Ceux qui ne disposeront pas d’un billet pour assister à la rencontre prendront d’assaut les bars de la ville. Le Rookie’s, situé Cours Estienne d’Orves, est le nouveau lieu privilégié des passionnés par le monde de l’ovalie. Ce lieu, qui compte 24 télévisions, vient d’ouvrir ses portes il y a cinq mois. Depuis son ouverture, c’est l’événement sportif qui a convié le plus de monde : France – Afrique du Sud. La manageuse, Mathilde, se souvient d’une soirée inoubliable : « Ce soir-là, les supporters français et sud-africains sont venus en nombre plusieurs heures avant le match pour mettre l’ambiance. Des Peña Baiona ont été lancées dans la bonne humeur ».

A moins de 100m du Rookie’s, The Queen Victoria est l’autre établissement convoité des fans du ballon ovale. Sur le Vieux-Port, ce pub affiche complet à chaque retransmission rugbystique. D’après le serveur Federico, « le rugby réunit tout le monde. L’ambiance y est toujours conviviale et fraternelle ». Originaire d’Argentine, ce fervent supporter des Pumas s’attend à « une ferveur populaire qui va s’emparer de la cité phocéenne » pendant le Mondial de rugby 2023.

Trois questions à Mathéo Bouc-Scaglia, pilier dans la catégorie M14 au SMUC Rugby
Mathéo Bouc-Scaglia, pilier catégorie M14 au SMUC Rugby
Mathéo Bouc-Scaglia, 13 ans, joue au poste de pilier dans la catégorie M14 au SMUC Rugby. / Crédit : Clément Poulet

Avant d’en venir au ballon ovale, le jeune Mathéo Bouc-Scaglia s’est beaucoup cherché. Après le hockey sur glace, la boxe et le handball, c’est sur le football qu’il a jeté son dévolu. Comme les Marseillais de son âge, le ballon rond était une évidence mais la suite lui a donné tort.

Pour quelles raisons avoir arrêté le football au profit du rugby ?

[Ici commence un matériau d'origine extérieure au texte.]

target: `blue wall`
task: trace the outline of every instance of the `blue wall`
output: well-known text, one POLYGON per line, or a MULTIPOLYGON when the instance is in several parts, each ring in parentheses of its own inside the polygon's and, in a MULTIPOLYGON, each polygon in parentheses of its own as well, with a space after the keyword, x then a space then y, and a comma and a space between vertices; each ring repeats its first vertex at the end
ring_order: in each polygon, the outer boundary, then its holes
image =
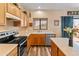
POLYGON ((62 16, 61 17, 61 31, 62 37, 69 37, 68 34, 63 30, 65 27, 73 28, 73 16, 62 16))

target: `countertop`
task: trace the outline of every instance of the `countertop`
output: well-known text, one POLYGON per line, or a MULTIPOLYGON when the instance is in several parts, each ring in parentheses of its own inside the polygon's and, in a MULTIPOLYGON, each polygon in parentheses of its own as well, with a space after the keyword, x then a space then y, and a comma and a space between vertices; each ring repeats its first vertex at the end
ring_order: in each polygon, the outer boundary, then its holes
POLYGON ((17 44, 0 44, 0 56, 7 56, 17 44))
POLYGON ((26 36, 29 36, 30 34, 54 34, 53 32, 26 32, 26 36))
POLYGON ((68 38, 50 38, 66 56, 79 56, 79 45, 68 46, 68 38))

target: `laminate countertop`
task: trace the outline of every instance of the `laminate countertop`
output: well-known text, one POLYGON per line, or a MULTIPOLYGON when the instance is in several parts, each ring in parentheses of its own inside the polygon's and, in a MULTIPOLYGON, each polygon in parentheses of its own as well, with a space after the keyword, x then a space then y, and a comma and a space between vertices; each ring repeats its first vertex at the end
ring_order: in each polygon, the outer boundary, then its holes
POLYGON ((57 47, 66 55, 66 56, 79 56, 79 43, 73 42, 73 47, 69 47, 68 38, 50 38, 57 47))
POLYGON ((7 56, 17 44, 0 44, 0 56, 7 56))

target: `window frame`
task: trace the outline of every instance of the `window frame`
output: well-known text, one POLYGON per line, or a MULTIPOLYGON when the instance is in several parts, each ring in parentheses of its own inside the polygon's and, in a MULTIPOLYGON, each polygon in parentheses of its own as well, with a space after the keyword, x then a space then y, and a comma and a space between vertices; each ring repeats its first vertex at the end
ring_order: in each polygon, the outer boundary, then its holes
POLYGON ((48 30, 48 18, 33 18, 33 30, 48 30), (39 29, 35 29, 34 28, 34 23, 35 23, 35 21, 37 21, 37 20, 39 20, 39 29), (41 22, 42 22, 42 20, 44 21, 46 21, 46 28, 45 29, 42 29, 41 27, 42 27, 42 24, 41 24, 41 22))

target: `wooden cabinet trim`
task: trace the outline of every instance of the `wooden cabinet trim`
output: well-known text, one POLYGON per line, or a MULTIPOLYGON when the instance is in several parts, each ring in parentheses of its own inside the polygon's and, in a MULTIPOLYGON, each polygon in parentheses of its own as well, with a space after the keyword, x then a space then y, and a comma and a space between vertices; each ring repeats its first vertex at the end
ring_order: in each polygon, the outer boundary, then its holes
POLYGON ((5 3, 0 3, 0 25, 6 25, 6 18, 5 18, 5 3))

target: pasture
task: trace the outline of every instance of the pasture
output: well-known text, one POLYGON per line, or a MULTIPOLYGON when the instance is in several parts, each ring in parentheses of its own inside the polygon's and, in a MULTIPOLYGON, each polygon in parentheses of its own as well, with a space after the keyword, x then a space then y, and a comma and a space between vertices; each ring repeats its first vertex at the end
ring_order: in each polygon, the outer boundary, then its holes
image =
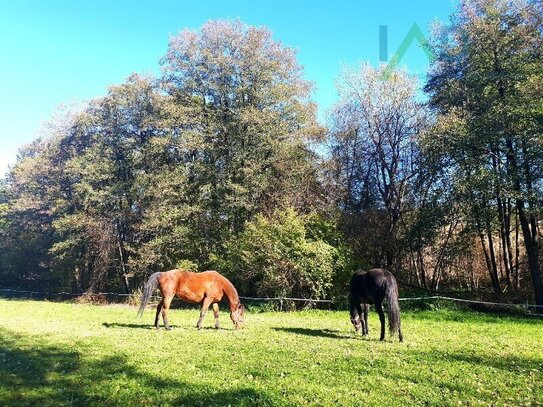
POLYGON ((355 337, 347 311, 249 312, 234 331, 172 310, 0 300, 0 405, 543 404, 543 322, 464 311, 402 314, 404 343, 355 337))

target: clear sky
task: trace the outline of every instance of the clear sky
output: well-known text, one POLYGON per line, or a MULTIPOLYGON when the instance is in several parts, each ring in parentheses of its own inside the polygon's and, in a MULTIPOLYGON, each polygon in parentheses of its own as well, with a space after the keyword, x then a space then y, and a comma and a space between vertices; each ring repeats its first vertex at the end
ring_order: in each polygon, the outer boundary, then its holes
MULTIPOLYGON (((322 119, 342 64, 379 63, 380 26, 390 58, 413 24, 426 34, 448 21, 451 1, 0 0, 0 176, 59 105, 103 96, 132 72, 158 74, 168 38, 185 27, 219 18, 270 27, 298 50, 322 119)), ((428 57, 415 42, 401 65, 423 74, 428 57)))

J’avais fait le tour en tant que défenseur central du Sporting Club de Bonneveine. Je ne me voyais pas continuer alors que je ne prenais plus de plaisir en matchs. C’était devenu une corvée de s’entraîner. Depuis tout petit, je m’intéresse au rugby mais je n’ai jamais osé franchir le pas. J’ai réfléchi et je me suis dit que du football au rugby, il n’y avait qu’une passe. En m’engageant dans cette nouvelle discipline, je me lance un challenge. Un de plus.

Aucun regret ?

Absolument pas. Pour moi, le football en compétition, c’est fini. Je n’en referai plus. La mentalité n’était pas saine contrairement à celle du ballon ovale, plus respectueuse. Cela fait maintenant six mois que j’ai débuté le rugby au poste de pilier au SMUC, dans la catégorie des moins de 14 ans. Je m’éclate ! J’ai enfin trouvé un sport qui me correspond de A à Z. Je peux pleinement m’exprimer sur le rectangle vert en mettant à profit de mon équipe mes qualités : fougue, vitesse et force. Et ça paye, je suis décisif à chaque rencontre en marquant des essais.

Pourquoi avoir décidé de rejoindre le SMUC ?

Tout simplement car c’était le club situé le plus proche de chez moi. Mon frère, qui y a joué plusieurs saisons, m’a conseillé de le rejoindre. Je l’ai écouté. Depuis que j’ai foulé la pelouse de Jean Bouin pour la première fois, j’ai compris que j’avais mis les pieds dans un grand club. Cela s’est confirmé quand j’ai appris que grâce à ma licence au SMUC, je pouvais assister au test match France – Afrique du Sud, au stade Vélodrome. Un rêve de gosse devenu réalité. En tribunes, l’ambiance était exceptionnelle. Il y avait une communion entre le public et les joueurs. J’espère un jour pouvoir vivre des émotions similaires sur le terrain. L’histoire nous le dira.